‘Good to meet you, Mr Williams.’
She took his hand. Shook in two quick pumps. It shouldn’t have heated his blood. Shouldn’t have had any effect on him whatsoever.
It did.
‘If I call you Elena, you’ll have to call me Micah,’ he said, hoping to heaven his voice was normal and not tinted with the desire he suddenly felt.
‘It feels...’ she hesitated ‘...wrong to call you Micah.’
‘Wrong?’ Another interesting fact. ‘How so?’
‘Unprofessional,’ she clarified.
‘This is about the article.’
‘Yes, of course.’ She frowned. ‘What else could it be about?’
This unexpected attraction between us?
‘Nothing else. We’re on the same page.’
He pressed the button that called the flight attendant, and when the man appeared ordered himself a drink. With alcohol. To shock his system into behaving. Elena ordered a water. There was that professionalism again. It obviously meant a lot to her. But why?
‘I promise not to consider you unprofessional if you use my first name,’ he said, accepting the glass from the flight attendant. ‘I won’t tell anyone at the newspaper either.’
‘Thank you.’ Her tone was somehow a mixture of dryness and gratitude. Fascinating creature, the John heiress. ‘I’ll call you Micah—’ he ignored the thrill that beat in his heart ‘—for the duration of this week. Since we are spending it together, it might be strange to continue speaking to you so formally.’ She didn’t give him a chance to process before she was asking, ‘Is the itinerary for this week finalised?’
She was putting distance between them, he realised. He kept his smile to himself. He wasn’t sure what was amusing him more: the fact that she felt the need to put distance between them when they’d barely known one another for an hour; or how seamlessly she’d done so. He was being managed. Expertly. He hadn’t thought much about how her being an heiress would affect this business trip. Well, other than his plan to endear himself to her. But now he was experiencing it.
A journalist had never put him in his place so skilfully before. Nor a woman. He barely felt that he’d been moved, let alone gently, if firmly, lowered to the ground. It was tied into the professionalism somehow. The attraction. He had no idea—and he wanted to know. Except that wasn’t why she was here. He needed to remember that.
‘It is. The one my assistant emailed to you is accurate, apart from two meetings that I have scheduled for our last day in Rome. It was the only time my client was available,’ he added apologetically.
‘You don’t have to explain,’ she said with a shake of her head. ‘I know how it goes with business trips.’
‘I imagine you do.’
Her brow lifted, but she didn’t engage. ‘Is there a reason Serena isn’t joining us?’
‘I wanted time to speak with you.’
‘That’s why you don’t have your laptop open either?’

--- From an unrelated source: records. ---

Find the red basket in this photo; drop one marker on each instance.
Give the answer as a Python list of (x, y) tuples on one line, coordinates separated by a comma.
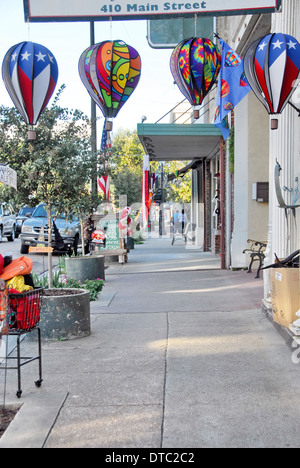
[(25, 309)]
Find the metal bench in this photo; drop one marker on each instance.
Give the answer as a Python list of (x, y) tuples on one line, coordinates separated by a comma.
[(256, 250)]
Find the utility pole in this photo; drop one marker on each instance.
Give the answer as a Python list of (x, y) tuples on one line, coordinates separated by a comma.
[(93, 123), (161, 205)]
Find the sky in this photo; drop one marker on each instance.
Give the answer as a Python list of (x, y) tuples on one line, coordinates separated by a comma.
[(156, 93)]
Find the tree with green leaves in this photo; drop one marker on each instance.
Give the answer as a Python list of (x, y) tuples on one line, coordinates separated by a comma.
[(126, 166), (55, 168)]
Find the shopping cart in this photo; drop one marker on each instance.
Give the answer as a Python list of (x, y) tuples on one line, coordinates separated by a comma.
[(22, 317)]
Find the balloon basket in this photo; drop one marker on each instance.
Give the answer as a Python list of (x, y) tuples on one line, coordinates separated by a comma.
[(108, 126), (31, 134), (274, 124)]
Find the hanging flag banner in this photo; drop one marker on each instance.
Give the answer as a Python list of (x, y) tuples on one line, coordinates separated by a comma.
[(145, 193), (77, 10)]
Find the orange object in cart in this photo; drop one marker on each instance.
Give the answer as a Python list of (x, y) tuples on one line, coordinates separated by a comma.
[(19, 266), (98, 236)]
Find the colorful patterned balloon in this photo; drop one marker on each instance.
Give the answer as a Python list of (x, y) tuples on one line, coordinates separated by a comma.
[(110, 71), (195, 65), (272, 66), (225, 89), (30, 74), (232, 59)]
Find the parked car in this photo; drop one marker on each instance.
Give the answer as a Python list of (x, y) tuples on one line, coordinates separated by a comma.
[(7, 222), (68, 228), (24, 213)]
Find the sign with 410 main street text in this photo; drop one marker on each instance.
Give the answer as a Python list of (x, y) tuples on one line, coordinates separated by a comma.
[(101, 10)]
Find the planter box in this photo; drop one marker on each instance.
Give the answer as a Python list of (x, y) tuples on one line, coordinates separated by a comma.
[(285, 295), (65, 316), (82, 268)]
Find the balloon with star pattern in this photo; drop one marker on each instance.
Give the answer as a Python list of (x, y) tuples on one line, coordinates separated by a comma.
[(272, 66), (30, 73)]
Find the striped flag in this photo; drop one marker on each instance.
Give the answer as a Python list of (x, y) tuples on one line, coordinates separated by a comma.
[(103, 183), (145, 193)]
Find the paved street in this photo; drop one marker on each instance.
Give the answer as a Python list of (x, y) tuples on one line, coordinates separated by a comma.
[(180, 355)]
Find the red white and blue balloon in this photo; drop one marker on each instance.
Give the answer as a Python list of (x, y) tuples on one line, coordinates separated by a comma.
[(30, 74), (272, 66)]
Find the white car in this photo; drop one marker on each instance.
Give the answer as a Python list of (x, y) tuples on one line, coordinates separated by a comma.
[(7, 222)]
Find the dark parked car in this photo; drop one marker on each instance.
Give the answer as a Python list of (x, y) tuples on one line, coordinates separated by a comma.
[(24, 213), (7, 222), (68, 229)]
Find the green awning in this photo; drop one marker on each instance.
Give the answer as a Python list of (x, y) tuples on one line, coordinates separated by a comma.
[(175, 142)]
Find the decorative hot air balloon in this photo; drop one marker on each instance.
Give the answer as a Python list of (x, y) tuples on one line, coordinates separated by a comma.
[(272, 66), (30, 74), (195, 64), (110, 71)]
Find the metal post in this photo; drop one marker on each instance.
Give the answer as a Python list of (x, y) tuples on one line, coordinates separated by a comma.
[(93, 123)]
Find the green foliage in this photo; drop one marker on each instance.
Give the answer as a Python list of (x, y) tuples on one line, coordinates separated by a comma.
[(180, 188), (62, 281), (127, 166), (57, 166)]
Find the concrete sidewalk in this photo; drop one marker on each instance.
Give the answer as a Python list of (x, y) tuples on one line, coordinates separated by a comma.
[(180, 356)]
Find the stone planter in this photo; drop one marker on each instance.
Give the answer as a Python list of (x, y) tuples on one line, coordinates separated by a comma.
[(85, 267), (65, 314)]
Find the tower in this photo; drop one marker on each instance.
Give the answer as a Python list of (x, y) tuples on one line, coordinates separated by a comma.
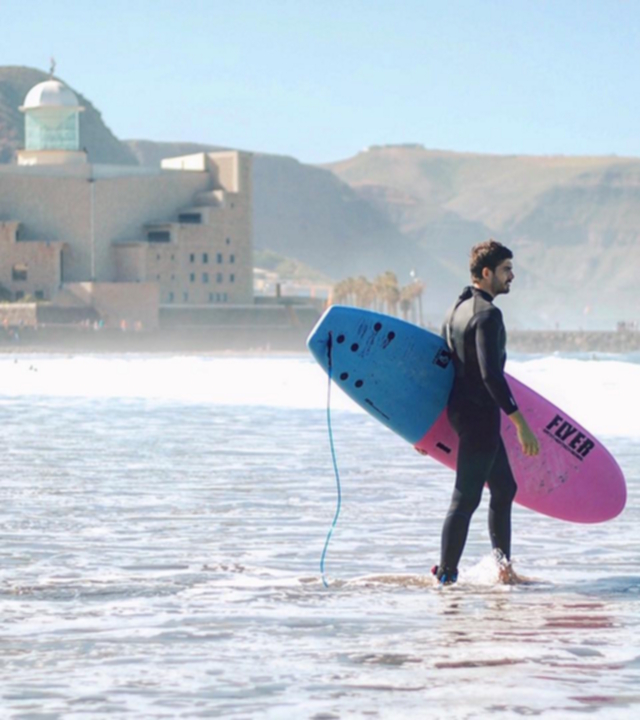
[(52, 126)]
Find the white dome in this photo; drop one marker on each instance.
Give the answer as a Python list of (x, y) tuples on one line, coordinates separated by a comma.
[(50, 93)]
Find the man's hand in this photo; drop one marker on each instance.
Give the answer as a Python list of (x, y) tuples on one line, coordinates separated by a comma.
[(528, 441)]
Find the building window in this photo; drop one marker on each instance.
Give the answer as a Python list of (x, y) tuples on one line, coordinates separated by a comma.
[(19, 272), (190, 218), (159, 236)]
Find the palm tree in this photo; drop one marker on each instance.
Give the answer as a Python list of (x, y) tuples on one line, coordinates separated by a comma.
[(365, 292), (387, 292)]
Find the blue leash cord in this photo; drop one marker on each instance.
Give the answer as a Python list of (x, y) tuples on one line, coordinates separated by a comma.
[(335, 464)]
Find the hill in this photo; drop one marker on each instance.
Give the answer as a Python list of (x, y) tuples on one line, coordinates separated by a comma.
[(15, 82), (572, 222), (308, 214)]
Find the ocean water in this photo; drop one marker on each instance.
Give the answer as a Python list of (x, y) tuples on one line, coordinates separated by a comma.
[(161, 525)]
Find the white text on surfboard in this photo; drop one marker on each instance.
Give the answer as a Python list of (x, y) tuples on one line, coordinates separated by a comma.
[(563, 432)]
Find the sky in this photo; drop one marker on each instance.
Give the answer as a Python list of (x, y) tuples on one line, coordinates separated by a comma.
[(321, 80)]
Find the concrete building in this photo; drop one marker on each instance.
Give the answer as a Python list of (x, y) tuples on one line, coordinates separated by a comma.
[(124, 240)]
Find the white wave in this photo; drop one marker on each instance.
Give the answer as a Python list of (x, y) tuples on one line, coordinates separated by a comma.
[(296, 382), (601, 395)]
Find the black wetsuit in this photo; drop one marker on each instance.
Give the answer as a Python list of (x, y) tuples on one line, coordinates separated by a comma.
[(475, 333)]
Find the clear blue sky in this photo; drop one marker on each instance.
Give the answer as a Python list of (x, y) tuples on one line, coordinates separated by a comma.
[(319, 80)]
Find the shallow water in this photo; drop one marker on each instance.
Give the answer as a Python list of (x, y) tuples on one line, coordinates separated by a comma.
[(161, 526)]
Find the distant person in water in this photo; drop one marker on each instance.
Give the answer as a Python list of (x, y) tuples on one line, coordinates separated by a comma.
[(475, 333)]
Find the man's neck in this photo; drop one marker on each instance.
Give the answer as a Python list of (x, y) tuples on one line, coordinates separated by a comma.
[(481, 286)]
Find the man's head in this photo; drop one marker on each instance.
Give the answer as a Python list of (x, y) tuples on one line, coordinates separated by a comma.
[(491, 267)]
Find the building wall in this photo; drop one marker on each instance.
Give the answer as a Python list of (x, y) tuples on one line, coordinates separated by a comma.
[(207, 263), (40, 260), (104, 219)]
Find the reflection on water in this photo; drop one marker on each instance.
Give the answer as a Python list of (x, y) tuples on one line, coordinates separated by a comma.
[(160, 557)]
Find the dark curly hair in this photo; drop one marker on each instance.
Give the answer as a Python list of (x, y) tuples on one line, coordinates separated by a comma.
[(487, 254)]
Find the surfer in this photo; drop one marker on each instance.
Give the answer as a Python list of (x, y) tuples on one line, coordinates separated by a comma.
[(475, 333)]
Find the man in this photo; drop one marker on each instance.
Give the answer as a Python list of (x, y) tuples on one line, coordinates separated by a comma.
[(475, 333)]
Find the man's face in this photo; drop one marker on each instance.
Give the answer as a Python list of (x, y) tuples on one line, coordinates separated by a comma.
[(500, 279)]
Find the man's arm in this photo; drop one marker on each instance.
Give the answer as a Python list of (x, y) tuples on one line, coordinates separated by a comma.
[(489, 352), (528, 441), (490, 362)]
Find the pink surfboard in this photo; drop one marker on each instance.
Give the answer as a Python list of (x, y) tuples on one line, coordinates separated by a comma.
[(574, 477), (402, 375)]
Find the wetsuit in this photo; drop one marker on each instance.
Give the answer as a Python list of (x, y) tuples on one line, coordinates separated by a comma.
[(475, 333)]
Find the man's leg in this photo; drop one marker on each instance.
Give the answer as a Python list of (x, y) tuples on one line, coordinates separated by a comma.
[(503, 490), (476, 456)]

‘I wouldn’t have my laptop open when I have a guest.’
She laughed. It was a light, bubbly sound he found delightful. Again, not relevant.
‘We both know guests don’t get in the way of business, Micah.’
He lifted his glass to his lips thoughtfully. ‘I’m beginning to think your experience of business and the way I conduct mine are different.’
She studied him for a moment, then reached into the huge white handbag she’d brought with her and pulled out her phone. She pressed a few buttons, and suddenly a large red dot was gleaming up at him.
‘I’m beginning to think so, too,’ she replied, despite the minutes that had passed. ‘Why don’t we start talking about those differences?’ She touched her finger to her phone’s screen. The device began recording. ‘What inspired you to start this business, Mr Williams?’
An expert at managing, he thought again, and answered her.